Below is a table showing the cumulative probability results for this sample.

Overrun	Percentile
40%	2%
50%	4%
60%	6%
60%	8%
60%	10%
60%	12%
70%	14%
70%	16%
80%	18%
80%	20%
80%	22%
80%	24%
80%	25%
80%	27%
80%	29%
80%	31%
90%	33%
90%	35%
90%	37%
90%	39%
90%	41%
90%	43%
90%	45%
90%	47%
90%	49%
100%	51%
100%	53%
100%	55%
100%	57%
100%	59%
100%	61%
100%	63%
110%	65%
110%	67%
110%	69%
110%	71%
110%	73%
110%	75%
110%	76%
110%	78%
110%	80%
110%	82%
110%	84%
120%	86%
120%	88%
120%	90%
130%	92%
140%	94%
140%	96%
140%	98%

Then I produce a smooth curve of the cost overrun versus the percentile.  See the table and graph below.

Overrun	Percentile
40%	2%
50%	4%
60%	9%
70%	15%
80%	25%
90%	41%
100%	57%
110%	75%
120%	88%
130%	92%

 

 

From this graph, I can use the cumulative percentage value on the vertical axis to lookup a cost overrun value on the horizontal axis.  In this way, I can estimate the probability of an actual cost overrun being less than or equal to a particular overrun value.  For example, 25% of the time the actual cost overrun will be less than or equal to 80% of the initial estimate, 50% of the time the actual cost overrun will be less than or equal 100%, and 90% of the time the actual cost overrun will be less than or equal to 125%.

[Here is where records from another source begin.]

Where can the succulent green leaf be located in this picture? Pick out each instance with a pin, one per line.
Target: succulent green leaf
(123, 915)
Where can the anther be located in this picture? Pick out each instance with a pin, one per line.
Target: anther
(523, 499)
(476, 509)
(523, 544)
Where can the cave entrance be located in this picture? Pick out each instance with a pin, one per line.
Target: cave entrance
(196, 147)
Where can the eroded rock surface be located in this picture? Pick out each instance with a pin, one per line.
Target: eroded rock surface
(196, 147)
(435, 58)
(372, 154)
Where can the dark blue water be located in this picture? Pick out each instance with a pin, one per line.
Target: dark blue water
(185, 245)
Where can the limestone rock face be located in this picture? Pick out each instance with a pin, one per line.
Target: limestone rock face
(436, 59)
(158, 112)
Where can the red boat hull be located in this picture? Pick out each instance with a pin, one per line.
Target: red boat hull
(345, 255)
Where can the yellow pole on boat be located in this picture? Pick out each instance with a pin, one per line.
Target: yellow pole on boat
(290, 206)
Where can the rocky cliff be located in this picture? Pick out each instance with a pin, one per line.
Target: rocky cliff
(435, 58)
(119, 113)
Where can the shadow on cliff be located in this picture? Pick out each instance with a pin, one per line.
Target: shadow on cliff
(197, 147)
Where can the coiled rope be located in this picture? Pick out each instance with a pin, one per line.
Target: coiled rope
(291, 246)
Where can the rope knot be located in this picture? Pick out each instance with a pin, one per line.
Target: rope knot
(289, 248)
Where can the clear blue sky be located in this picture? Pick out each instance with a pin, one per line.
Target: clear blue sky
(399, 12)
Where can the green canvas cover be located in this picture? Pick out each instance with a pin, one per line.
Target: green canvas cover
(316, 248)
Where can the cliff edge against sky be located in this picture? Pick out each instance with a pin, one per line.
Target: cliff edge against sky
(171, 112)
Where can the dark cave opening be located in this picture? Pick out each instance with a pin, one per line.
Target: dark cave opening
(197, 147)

An easier way to interrupt these results is by using the inverse of this function which I found by linear interpolation.  In this case, I can provide a confidence level that a particular contingency cost will cover the expected cost overrun.  See table and graph below for the inverse function.

Confidence Level	Contingency Cost
10%	62%
20%	75%
30%	83%
40%	89%
50%	96%
60%	102%
70%	107%
80%	114%
90%	125%

Thus, using this graph, if I wanted to be 90% confident that I covered the expected cost overrun, I would need to have a contingency cost of 125%.  A contingency cost of 60% would only provide 10% confidence of covering the expected cost overrun.